3.5. Acupuncture inhibits the functionin of astrocytes by upregulating the expression of POMC in the CNS

Through the above results, we get to know that acupuncture inhibits the antigen presentation of astrocytes in the CNS during the treatment of EAE. As to the way in which acupuncture inhibits the function of astrocytes is still unclear. To cope with this doubt, we further analyzed the protemic results. We found that acupuncture significantly up-regulate the relative expression level of POMC, which was decerased in EAE group (Fig. 5a). Then we did immunofluorescence staining of POMC in arcuate nucleus to verify the result of protemic analysis. The results shown that acupuncture did up-regulate the expression level of POMC in arcuate nucleus (Fig. 5b-c). According to previous literature, POMC is the precursor of β-endorphin and acupuncture can increase the release of β-endorphin. Furthermore, β-endorphin can significantly inhibits the activation of lymphocytes and astrocytes in vitro [23]. Therefore, we suspected that acupuncture inhibits the function of astrocytes mainly by promoting the releasing of β-endorphin. We know that β-endorphin mainly acts via binding with the u opioid receptor (MOR) [24]. Hence, we detected the expression level of MOR in astrocytes, and we found that acupuncture can significantly up-regulate the expression level of MOR in astrocytes (Fig. 5d-e). Besides, we designed the follow experiment to determine the role of β-endorphin in acupuncture. Mice were randomly divided into 3 groups: EAE, EAC, EAC + Naloxone, and we tried to investigate whether naloxone (opioid receptor antagonist) can counteract the therapeutic effect of acupuncture [25]. The results shown that naloxone does partially offset the disease relieving effect of acupuncture, and the severity of the disease in EAC + Naloxone group was between EAE and EAC (Fig. 5f-h, Figure S4a). In addition, naloxone also counteracts the inhibitory effect of acupuncture on antigen presentation function of astrocytes (Fig. 5i-j). Above all, acupuncture mainly inhibits the function of astrocyte by up-regulating the expression of POMC and the subsequent release of β-endorphin.

3.6. β-endorphin can significantly inhibit the antigen presentation function of astrocytes in vitro

Finally, we further determined the effects of β-endorphin on astrocytes in vitro. We collected primary astrocytes through general methods, and added β-endorphin or Naloxone into the medium. Then the flow cytometry was used to detected the expression levels of CD80/CD86/MHC-II in astrocytes. The result was as follows, β-endorphin can significantly inhibits the propotions of CD80/CD86/MHC-II in astrocytes, while Naloxone effectively counteracted this function (Fig. 6a-f). Moreover, we used immunofluorescence staining to visualize the expression level of MHC-II in astrocytes. The result was consistent with the flow cytometry (Fig. 6g, Figure S4b).

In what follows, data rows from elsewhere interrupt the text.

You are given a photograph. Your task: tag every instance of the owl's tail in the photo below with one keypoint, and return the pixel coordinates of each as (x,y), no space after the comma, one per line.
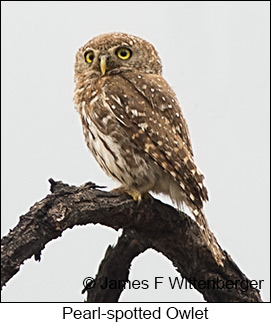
(209,237)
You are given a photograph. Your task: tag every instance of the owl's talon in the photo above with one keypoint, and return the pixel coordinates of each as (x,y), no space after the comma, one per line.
(136,195)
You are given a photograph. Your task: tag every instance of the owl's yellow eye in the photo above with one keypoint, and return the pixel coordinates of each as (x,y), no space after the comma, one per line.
(124,53)
(89,57)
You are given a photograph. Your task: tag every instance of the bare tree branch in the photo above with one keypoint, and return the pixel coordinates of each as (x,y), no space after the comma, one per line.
(115,267)
(150,224)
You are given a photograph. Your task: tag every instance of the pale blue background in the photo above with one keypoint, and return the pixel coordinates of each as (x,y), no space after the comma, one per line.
(215,56)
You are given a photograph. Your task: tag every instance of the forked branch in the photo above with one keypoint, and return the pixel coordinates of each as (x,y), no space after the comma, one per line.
(152,224)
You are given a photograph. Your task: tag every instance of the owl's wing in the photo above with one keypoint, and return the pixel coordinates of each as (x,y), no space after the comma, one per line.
(153,120)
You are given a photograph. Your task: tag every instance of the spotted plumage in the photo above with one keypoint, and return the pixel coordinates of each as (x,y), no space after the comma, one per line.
(134,126)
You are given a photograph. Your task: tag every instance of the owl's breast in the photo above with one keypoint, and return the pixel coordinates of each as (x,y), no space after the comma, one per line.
(111,146)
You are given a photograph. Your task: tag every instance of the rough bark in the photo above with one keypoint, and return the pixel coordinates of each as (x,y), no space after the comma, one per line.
(151,224)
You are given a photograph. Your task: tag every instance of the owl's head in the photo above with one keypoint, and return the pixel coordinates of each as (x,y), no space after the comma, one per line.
(116,52)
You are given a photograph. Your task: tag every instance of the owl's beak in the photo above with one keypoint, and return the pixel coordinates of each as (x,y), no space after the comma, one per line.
(103,64)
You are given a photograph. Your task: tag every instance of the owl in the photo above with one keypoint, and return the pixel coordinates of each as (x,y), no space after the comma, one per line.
(134,126)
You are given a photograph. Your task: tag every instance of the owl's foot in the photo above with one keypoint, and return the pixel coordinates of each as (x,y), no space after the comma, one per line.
(136,195)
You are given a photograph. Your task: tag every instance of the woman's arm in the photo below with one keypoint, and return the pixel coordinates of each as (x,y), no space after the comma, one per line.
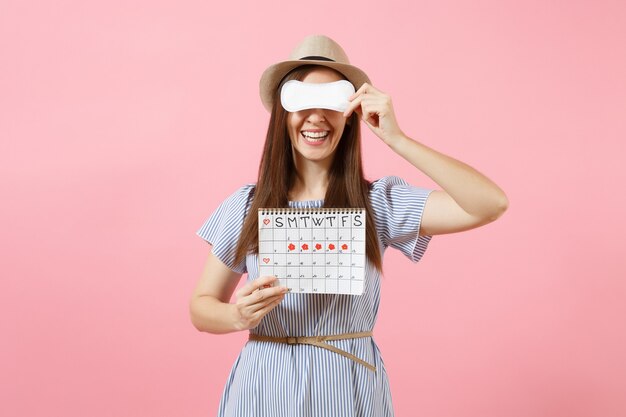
(210,309)
(468,199)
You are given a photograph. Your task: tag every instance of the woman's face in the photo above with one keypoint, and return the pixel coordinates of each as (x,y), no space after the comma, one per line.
(315,133)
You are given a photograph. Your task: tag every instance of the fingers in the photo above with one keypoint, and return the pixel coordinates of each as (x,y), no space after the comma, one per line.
(260,290)
(365,92)
(257,284)
(256,299)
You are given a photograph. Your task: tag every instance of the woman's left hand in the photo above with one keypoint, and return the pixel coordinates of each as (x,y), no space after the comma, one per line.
(374,107)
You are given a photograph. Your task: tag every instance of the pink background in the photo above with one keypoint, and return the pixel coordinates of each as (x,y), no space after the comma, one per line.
(123,124)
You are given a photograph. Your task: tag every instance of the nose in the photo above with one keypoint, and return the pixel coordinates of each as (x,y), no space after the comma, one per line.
(316,114)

MS is the most common idiopathic inflammatory demyelinating disease, with temporal and spatial multiplicity[26, 27]. At present, there is no cure, which seriously affects the quality of life of patients and their families[28]. Due to a series of side effects caused by drug therapy, patients and doctors began to look for some alternative methods[29]. As an important part of traditional Chinese medicine, acupuncture has been widely used in many diseases, including rheumatoid arthritis, chronic pain, stroke and so on[30–32]. Importantly, its application in MS is gradually accepted and recognized[13]. This study also confirmed that acupuncture at ST36 can definitely delay the onset time of EAE and reduce the severity of the disease. However, there are few related studies on its specific therapeutic mechanism. Previous studies paid more attention to the regulation of acupuncture on peripheral T cell subsets in the process of treating MS[11, 33]. We know that acupuncture transmits signals to CNS by stimulating local sensory nerves, and then the CNS sends out signals again to regulate the peripheral immune response [34]. In this process, it is not clear what has happened in the CNS. Therefore, in this study, we analyzed the effect of acupuncture on protein expression in the CNS during the treatment of EAE by proteomics, and provided new ideas for clarifying the mechanism of acupuncture.

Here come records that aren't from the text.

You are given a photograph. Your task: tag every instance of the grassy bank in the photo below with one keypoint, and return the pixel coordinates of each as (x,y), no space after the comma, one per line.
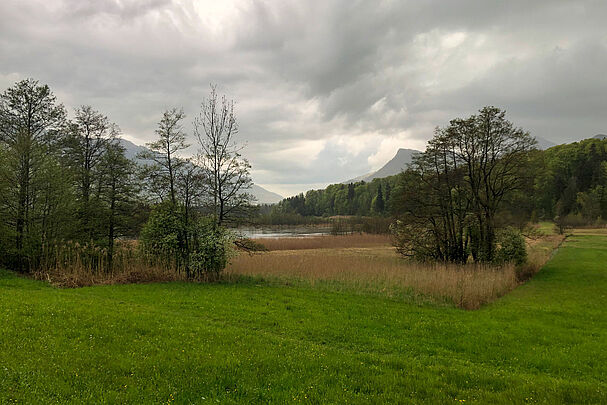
(250,342)
(368,263)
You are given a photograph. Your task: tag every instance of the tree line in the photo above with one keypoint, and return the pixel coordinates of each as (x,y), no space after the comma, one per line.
(359,199)
(68,179)
(477,177)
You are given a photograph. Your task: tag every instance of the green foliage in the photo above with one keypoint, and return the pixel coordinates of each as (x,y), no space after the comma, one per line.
(358,199)
(213,249)
(161,235)
(255,342)
(511,247)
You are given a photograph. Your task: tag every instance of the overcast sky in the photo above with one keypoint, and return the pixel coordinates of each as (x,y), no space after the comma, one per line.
(324,90)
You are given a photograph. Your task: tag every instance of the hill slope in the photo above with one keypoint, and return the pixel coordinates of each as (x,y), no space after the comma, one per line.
(397,164)
(261,195)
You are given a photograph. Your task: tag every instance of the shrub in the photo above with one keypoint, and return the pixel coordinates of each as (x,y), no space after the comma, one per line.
(160,236)
(511,247)
(213,248)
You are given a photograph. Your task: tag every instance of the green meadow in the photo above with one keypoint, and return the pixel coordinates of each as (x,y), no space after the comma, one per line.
(257,342)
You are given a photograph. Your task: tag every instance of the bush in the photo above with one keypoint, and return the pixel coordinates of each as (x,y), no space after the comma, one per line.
(213,248)
(160,236)
(511,247)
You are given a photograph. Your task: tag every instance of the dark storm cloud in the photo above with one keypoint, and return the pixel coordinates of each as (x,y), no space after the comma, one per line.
(324,90)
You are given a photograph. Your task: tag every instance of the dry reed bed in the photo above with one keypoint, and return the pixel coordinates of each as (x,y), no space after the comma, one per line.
(467,286)
(356,240)
(381,269)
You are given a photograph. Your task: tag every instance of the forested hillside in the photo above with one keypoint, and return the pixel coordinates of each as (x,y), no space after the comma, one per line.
(566,181)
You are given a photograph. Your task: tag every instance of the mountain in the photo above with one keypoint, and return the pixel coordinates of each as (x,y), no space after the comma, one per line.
(396,165)
(543,144)
(264,196)
(261,195)
(130,149)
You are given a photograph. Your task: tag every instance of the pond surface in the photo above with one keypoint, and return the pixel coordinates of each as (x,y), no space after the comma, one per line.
(284,232)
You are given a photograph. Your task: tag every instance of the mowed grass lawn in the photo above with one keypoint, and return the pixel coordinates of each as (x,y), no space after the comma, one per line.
(546,342)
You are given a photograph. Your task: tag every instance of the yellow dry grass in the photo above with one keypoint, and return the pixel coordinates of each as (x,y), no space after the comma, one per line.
(381,269)
(320,242)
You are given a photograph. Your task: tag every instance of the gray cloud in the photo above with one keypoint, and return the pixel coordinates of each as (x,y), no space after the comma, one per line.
(324,90)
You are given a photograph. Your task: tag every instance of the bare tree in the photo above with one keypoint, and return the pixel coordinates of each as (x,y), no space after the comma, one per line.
(225,171)
(163,151)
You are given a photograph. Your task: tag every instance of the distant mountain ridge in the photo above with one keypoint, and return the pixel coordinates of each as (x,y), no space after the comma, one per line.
(262,196)
(404,157)
(396,165)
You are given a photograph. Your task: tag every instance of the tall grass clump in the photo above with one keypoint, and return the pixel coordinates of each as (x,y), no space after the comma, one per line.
(325,242)
(467,286)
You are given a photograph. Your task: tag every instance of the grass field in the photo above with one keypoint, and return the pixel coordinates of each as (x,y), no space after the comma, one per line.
(251,342)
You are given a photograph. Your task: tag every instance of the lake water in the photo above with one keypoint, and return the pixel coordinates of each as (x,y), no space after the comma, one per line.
(284,232)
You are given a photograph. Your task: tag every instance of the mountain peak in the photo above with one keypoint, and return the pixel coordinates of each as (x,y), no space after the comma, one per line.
(397,164)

Through sequencing results, we found that acupuncture can cause changes in protein expression level in the brain: compared with the CFA group, some proteins in the EAE group were up-regulated, and acupuncture can down-regulate these proteins. Through a series of screening, we found some proteins which are significantly related to EAE diseases, including GFAP/Gbp2/Irgm1/H2-Ab1/Ctss. Moreover, the above proteins were significantly up-regulated in the EAE group, while acupuncture could significantly down-regulate their expression. GFAP is the skeleton protein of astrocytes, and its expression level changes when astrocytes are stimulated and react, which is considered as a sign of astrocyte activation[35]. The expression of GFAP in the brain is less in a physiological state, and the expression level of GFAP is up-regulated when CNS is injured[36]. Gbp2 is a marker of A1 astrocyte, and A1 astrocyte is significantly increased in MS, and it mainly mediates the death of neurons and oligodendrocytes in neurodegenerative diseases[37, 38]. Irgm1 is expressed in M1 macrophages. In the early stage of EAE disease, M1 macrophages can mediate the pro-inflammatory effect by promoting the differentiation of Th1/Th17 cells, and the pro-inflammatory function of M1 cells needs Irgm1[39]. H2-Ab1 is a characteristic gene of MHC-II, which is mainly involved in the process of antigen processing and presentation[40].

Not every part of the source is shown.